There is a subtle quality in silence. There is so much you give away just by being. Listening, being attentive. You don’t have to show off. Some people try to make up what they lack in manners by being erratic or even rude. Manners is what allows us to co-exist in society. I can’t imagine a place or a time without them.
We seemingly find that educated people have manners, but that isn’t the rule. Sometimes people that have received schooling feel that they have an earned right to be arrogant. The same people are the ones who start wars to kill thousands of people in the name of peace.
There is a lot to be said about manners but the most striking observation is that manners are taught and practised daily. You can’t buy manners. You start very young, learning from your family and you environment what constitutes good manners and what is acceptable. There are cultural differences at play here but for the most part, you environment will define you.
Manners are the what separates us from cannibals, not animals. Animals have manners too. Manners are part of the first impressions we get of someone we meet. It reveals so much about their belief system, their worries, fears and what they have been through. It also shows what are their values and priorities.

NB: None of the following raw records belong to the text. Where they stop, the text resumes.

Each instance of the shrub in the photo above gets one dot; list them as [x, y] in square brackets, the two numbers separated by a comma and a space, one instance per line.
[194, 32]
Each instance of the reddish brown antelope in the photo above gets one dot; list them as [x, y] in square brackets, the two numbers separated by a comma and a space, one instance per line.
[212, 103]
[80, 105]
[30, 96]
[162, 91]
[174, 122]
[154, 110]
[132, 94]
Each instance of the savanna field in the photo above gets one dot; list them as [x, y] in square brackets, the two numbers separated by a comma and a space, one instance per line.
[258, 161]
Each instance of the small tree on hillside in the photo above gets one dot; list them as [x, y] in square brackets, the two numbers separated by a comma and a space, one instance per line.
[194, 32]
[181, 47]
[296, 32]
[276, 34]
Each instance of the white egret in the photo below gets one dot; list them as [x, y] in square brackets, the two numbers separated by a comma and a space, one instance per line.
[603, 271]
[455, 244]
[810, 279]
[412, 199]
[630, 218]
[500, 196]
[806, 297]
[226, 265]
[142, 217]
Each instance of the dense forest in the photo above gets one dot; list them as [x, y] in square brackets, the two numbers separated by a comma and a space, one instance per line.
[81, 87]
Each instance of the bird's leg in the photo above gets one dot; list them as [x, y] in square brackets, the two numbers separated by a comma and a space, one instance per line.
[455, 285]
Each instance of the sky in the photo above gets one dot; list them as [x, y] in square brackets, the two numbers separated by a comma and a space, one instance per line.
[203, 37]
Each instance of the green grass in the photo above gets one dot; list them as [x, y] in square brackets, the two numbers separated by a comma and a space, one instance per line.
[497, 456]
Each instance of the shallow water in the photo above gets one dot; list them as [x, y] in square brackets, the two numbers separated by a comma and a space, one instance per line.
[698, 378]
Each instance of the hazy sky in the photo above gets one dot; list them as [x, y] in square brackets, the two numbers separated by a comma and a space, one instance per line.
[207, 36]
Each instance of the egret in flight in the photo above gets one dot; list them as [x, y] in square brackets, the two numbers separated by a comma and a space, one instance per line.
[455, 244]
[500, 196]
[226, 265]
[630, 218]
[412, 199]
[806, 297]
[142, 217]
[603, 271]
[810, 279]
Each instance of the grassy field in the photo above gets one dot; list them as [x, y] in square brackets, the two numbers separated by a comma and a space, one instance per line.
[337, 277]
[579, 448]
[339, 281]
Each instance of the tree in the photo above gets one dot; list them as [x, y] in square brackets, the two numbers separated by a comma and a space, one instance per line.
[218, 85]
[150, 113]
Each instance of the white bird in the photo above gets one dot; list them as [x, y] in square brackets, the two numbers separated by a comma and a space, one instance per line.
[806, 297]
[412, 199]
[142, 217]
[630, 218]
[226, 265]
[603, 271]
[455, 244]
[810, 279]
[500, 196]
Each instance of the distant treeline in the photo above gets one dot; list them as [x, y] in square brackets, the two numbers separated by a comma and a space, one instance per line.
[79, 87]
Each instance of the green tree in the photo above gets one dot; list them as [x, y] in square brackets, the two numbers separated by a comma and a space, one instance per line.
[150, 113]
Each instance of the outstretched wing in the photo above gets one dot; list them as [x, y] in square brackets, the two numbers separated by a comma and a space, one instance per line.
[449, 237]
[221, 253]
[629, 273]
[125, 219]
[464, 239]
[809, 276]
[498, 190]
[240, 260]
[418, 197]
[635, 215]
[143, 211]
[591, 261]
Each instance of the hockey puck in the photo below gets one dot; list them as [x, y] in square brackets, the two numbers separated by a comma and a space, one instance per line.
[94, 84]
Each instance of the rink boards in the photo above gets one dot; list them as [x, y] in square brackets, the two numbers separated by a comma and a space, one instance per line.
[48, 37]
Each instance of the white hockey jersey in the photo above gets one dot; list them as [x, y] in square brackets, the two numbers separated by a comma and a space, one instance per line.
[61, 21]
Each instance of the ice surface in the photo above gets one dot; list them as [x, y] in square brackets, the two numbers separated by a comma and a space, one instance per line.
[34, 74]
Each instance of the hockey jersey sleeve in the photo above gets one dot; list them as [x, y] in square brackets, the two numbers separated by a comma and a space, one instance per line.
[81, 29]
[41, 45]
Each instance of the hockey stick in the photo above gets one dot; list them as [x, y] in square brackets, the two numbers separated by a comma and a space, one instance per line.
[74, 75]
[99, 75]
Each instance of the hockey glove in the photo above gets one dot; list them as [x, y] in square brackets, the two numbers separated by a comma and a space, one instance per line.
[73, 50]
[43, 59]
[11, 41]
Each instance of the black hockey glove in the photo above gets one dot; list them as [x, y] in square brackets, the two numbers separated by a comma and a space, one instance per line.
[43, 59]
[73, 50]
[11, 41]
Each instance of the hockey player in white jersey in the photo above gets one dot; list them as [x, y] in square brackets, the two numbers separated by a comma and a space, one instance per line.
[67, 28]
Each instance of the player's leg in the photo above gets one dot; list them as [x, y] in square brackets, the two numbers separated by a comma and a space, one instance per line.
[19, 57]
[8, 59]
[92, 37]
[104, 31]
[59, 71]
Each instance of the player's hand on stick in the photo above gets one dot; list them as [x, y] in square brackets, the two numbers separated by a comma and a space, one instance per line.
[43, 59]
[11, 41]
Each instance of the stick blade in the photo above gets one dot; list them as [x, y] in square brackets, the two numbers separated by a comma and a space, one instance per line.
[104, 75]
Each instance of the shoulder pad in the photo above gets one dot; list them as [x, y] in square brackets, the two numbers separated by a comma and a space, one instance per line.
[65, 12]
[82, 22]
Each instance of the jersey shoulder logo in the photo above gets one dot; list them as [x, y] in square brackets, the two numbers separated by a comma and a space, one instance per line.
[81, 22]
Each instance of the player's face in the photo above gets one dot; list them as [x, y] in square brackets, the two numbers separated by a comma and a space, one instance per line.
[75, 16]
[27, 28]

You can tell if someone is a narcissist and self-centred even before they speak. It is amazing how we don’t pay any attention to what we project to others through our behaviour. We are taught “good manners” from a young age and most certainly in school. It almost always revolve around being quiet, doing your job and not saying anything more than you have been asked.
Freedom of expression plays a role in how we develop manners. The how is somewhat debatable when the schooling establishment engineers into our brain, through repetition and scoring systems, an acceptable school of thought, that we translate later in life as justified behaviour. That drives us and develops our behaviours and mannerisms.
Concepts like, love, compassion, grace, active listening are low in the schooling system and thus instead instil us with a set of mannerisms equivalent of machine logic.
Life isn’t always about bigger, faster, better. We do need progress, otherwise we die, but reflection and meditation is our compass.
We need to educate ourselves beyond the schooling we have been subjected too, willingly or not. Continuous learning and knowing how to deduce knowledge from an abundance of information sources is a worthwhile goal.
Getting to know ourselves better and examining our behaviours and our manners and how they came to be is an important exercise.
Starting by observing our own inner monologue, as if we were an outside spectator, watching it on the theatre of our mind.
Be kind to yourself. Be grateful.
The past is in the past. No one is judging. Start fresh this moment.
Out with the old beliefs that don’t serve you anymore and in with the new insights about you.
We can’t contribute to others if we are empty inside.